Утром иногда он бывал бодрее и говорил:
— Сегодня мне уж лучше… Вот только еще слабость! А вечером в ответ на наши уговоры уведомить сестру он или молчал или шептал:
— Ужо завтра… посмотрим! Ведь еще успеем… А утром опять:
— Вот ужо поправлюсь… поеду к ней… Наконец он и сам почувствовал себя так плохо, что попросил нас вызвать к нему сестру. Немедленно ей телеграфировали.
Однажды, дня за три до смерти Нагулло, я сидел у него в избе. Время было послеобеденное. Больной лежал, закрыв глаза и протянув поверх одеяла свои худые, белые, бескровные руки. Иногда медленно он поднимал руку и сгонял мух с лица.
— Он и бессмертию был не рад! — прошептал больной. Сначала я думал, что он лежит в забытьи и бредит, но, как оказалось, я ошибся.
— Кто был не рад бессмертию? — тихо переспросил я. Нагулло как-то рассеянно взглянул на меня, но в то же мгновение его отяжелевшие веки опустились.
— Я вспомнил один миф, — заговорил больной, не раскрывая глаз и перебирая пальцами по одеялу. — Богиня полюбила одного прекрасного юношу, простого смертного, и наградила его бессмертием, но позабыла дать ему вечную юность… А когда он состарился, было уже поздно… И он говорил: «зачем мне, старому, больному — бессмертие!»… А если бы он был вечно юным, здоровым, сильным…

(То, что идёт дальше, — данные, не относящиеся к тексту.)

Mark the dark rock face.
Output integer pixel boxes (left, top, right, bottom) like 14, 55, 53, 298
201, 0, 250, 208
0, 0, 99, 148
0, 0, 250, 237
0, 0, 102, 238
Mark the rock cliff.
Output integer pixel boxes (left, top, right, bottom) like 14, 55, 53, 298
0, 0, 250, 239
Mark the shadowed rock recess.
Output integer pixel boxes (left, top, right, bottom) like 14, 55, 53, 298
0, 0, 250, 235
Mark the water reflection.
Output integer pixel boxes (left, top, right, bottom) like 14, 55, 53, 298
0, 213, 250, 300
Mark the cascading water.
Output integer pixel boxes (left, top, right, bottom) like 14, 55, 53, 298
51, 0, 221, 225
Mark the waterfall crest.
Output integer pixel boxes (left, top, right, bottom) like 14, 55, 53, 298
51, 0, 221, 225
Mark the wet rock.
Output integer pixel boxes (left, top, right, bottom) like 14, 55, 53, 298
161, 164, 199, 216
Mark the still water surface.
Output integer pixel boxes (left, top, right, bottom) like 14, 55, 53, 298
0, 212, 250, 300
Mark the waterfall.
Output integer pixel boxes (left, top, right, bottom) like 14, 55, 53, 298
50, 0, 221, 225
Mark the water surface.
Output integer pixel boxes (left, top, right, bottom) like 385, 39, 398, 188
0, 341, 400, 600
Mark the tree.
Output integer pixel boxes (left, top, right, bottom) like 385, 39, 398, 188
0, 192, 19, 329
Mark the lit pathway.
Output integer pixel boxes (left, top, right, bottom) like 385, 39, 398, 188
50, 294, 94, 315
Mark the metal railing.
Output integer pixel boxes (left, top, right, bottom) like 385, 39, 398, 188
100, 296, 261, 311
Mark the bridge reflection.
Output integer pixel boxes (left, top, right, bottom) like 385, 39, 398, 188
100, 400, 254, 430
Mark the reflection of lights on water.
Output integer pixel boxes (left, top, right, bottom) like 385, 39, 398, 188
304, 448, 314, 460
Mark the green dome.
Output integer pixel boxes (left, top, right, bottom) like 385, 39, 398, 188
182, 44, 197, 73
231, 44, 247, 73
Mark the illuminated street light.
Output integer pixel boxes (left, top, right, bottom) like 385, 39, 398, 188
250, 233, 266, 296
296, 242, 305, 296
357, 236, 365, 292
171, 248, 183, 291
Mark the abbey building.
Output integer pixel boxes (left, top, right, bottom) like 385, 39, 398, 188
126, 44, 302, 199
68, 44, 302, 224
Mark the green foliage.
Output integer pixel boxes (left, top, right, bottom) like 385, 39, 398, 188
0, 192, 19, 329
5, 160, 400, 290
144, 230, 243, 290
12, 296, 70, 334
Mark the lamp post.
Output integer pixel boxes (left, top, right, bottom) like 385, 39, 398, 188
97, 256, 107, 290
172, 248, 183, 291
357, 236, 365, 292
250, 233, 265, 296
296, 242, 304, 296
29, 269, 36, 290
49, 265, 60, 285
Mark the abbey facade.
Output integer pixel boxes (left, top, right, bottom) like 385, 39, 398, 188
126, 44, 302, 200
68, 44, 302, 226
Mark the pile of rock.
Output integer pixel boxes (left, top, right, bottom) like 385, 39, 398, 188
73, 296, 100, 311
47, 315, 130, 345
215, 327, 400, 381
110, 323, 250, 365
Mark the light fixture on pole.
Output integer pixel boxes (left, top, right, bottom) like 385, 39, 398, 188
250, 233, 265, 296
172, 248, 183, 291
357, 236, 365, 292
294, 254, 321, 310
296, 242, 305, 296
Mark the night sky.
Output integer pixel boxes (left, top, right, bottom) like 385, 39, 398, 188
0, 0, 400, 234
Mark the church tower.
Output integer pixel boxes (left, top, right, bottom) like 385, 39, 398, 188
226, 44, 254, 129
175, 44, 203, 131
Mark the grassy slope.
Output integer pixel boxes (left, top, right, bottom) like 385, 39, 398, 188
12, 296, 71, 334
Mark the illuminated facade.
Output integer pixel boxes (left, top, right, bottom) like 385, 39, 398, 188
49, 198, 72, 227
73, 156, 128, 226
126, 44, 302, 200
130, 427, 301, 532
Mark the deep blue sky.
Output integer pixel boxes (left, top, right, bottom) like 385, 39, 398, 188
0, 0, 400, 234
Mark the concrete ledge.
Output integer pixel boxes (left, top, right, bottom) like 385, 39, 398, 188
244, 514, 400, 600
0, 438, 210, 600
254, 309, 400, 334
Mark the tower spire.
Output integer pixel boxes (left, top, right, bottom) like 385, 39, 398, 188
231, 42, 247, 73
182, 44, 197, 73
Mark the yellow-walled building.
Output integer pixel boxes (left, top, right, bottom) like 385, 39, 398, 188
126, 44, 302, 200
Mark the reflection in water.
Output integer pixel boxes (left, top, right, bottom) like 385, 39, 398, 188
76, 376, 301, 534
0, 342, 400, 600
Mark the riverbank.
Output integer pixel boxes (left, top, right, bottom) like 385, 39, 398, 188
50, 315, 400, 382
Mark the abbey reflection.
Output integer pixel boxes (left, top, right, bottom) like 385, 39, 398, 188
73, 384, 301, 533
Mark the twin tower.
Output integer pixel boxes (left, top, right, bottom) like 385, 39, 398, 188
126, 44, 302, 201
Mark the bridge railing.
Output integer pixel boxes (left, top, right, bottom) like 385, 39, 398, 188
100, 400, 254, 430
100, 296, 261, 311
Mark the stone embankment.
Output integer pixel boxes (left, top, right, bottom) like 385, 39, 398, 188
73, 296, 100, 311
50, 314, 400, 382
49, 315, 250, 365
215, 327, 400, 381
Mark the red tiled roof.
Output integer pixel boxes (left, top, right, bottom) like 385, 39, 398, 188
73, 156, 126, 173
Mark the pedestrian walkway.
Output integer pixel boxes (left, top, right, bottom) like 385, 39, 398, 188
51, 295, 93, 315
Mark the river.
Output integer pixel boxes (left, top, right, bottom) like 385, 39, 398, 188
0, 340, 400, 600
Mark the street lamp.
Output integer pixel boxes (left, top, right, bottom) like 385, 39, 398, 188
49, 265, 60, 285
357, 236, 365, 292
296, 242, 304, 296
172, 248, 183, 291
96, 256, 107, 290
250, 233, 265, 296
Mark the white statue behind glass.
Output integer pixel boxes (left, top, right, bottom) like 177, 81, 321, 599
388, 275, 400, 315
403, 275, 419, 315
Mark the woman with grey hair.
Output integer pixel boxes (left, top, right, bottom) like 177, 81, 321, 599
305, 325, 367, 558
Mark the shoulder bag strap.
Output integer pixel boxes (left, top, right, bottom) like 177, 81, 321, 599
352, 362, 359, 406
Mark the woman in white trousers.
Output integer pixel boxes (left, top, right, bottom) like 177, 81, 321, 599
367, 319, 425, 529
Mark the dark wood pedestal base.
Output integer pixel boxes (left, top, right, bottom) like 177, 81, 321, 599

Нагулло повернул голову и вопросительно и пристально посмотрел на меня своими впалыми глазами. И в этих лихорадочно горевших глазах отразилась на мгновенье и смертельная тоска при виде приближающейся смерти, и страстная, горячая жажда жизни…
В эти дни по разным поводам больной уже не раз заговаривал о жизни и смерти. Когда он лежал неподвижно, с закрытыми глазами и казался погруженным в забытье, его мысль, его воображение, очевидно, работали с удвоенною силой, но работали не спокойно, а тревожно, торопливо, метались словно под давлением какого-то ужасного кошмара, набрасывавшего тени все мрачнее и мрачнее на его духовный мир…
Каждый день Нагулло меня спрашивал: Которое сегодня число?
Он как будто хотел угадать с утра тот день, который должен быть последним для него.
В тот вечер, когда, по нашим расчетам, сестра Нагулло должна была приехать, больной сделался очень беспокоен, к каждому звуку и шепоту, к каждому шелесту под окном он чутко, тревожно прислушивался.
— Вы не слышите колокольчика? — не раз спрашивал он меня, поворачивая голову и посматривая в потемневшее окно.